小児片頭痛
片頭痛とは
片頭痛は周期的に頭痛を起こす病気です。頭痛発作により年に数日寝込んでしまい、学校や仕事を休むことがあります。アメリカでは片頭痛による経済損失は年に1-2兆円に上るとされています。
片頭痛は子供にも起きる?
片頭痛は典型的には思春期から若年にかけて最初の発作を起こします。10-20歳で始まることが多いですが、更に若年で頭痛発作が始まることもあります。しっかり頭痛を表現できる5歳前後で度々頭痛を訴える子供が、その後片頭痛の診断に至ることもあります。小中学生の1割程度が片頭痛という報告もあり、子供にとっても片頭痛は珍しい病気ではありません。
子供の片頭痛の特徴
子供の片頭痛は、発症時間が短く頻度も少ない傾向があります。月に10回以上片頭痛発作をきたすケースはあまりありません。片頭痛は自律神経症状を合併するため、吐き気やめまいを起こします。特に小児の場合は嘔吐や腹痛などの症状が大人と比べて出現しやすいです。
子供の片頭痛の治療
片頭痛の治療は大人に準じます。いくつかの薬は子供には使用できません。子供の片頭痛は一般的な痛み止めが効きやすいとされています。
子供の片頭痛の問題点
大人と同様、子供も片頭痛発作を起こすと動きや音、光などの外部刺激を避けようとします。中等度以上の発作では、学校を休みます。正確に片頭痛を診断し周囲が理解しないと、「サボリ」や「仮病」などと誤解されてしまう場合があります。片頭痛をきっかけに不登校に至ってしまう場合もあります。

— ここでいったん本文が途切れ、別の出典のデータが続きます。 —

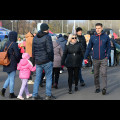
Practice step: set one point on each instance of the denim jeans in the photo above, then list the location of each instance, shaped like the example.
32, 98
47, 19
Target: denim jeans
48, 68
10, 81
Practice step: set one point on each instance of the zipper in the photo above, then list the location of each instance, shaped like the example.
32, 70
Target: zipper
99, 47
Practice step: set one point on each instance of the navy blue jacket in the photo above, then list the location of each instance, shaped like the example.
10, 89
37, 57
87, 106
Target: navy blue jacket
101, 46
13, 53
42, 48
62, 42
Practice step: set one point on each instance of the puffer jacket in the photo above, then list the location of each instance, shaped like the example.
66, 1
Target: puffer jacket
72, 56
58, 53
13, 53
25, 67
62, 42
42, 48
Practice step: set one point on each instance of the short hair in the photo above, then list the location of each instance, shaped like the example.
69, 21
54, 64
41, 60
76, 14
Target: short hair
78, 29
6, 36
99, 24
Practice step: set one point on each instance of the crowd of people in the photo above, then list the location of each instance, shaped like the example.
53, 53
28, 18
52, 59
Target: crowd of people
42, 55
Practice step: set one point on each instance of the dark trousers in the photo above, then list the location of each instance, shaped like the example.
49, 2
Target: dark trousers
73, 72
100, 66
33, 62
55, 75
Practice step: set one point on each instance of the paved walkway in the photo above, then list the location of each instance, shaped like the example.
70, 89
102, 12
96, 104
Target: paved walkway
84, 93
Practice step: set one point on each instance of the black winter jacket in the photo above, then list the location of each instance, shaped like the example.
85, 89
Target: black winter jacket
72, 56
13, 53
42, 48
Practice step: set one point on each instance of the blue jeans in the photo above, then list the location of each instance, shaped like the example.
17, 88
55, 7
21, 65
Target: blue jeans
48, 68
10, 81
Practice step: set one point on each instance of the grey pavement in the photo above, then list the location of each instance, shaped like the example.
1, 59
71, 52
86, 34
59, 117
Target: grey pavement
84, 93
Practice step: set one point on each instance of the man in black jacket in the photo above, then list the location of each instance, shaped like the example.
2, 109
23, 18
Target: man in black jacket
42, 52
82, 40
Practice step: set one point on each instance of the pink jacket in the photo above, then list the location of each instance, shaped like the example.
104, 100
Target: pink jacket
25, 67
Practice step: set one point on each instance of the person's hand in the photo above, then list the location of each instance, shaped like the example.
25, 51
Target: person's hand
85, 61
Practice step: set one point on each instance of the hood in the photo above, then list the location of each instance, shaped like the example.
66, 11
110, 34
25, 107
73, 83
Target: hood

子供の片頭痛は正確に診断されていることが少なく、周りに正しい知識を持っている方があまりいません。大人のように自分で調べて頭痛外来を受診することも少ないです。小学生低学年や未就学児である場合、自分の症状をしっかり説明できないこともあります。
さいごに
社会全体として子供の片頭痛をしっかり理解していくことが、子供の未来を守ります。子供の片頭痛は決して稀な病気ではありません。気になる症状がある場合は近くの頭痛外来へご相談ください。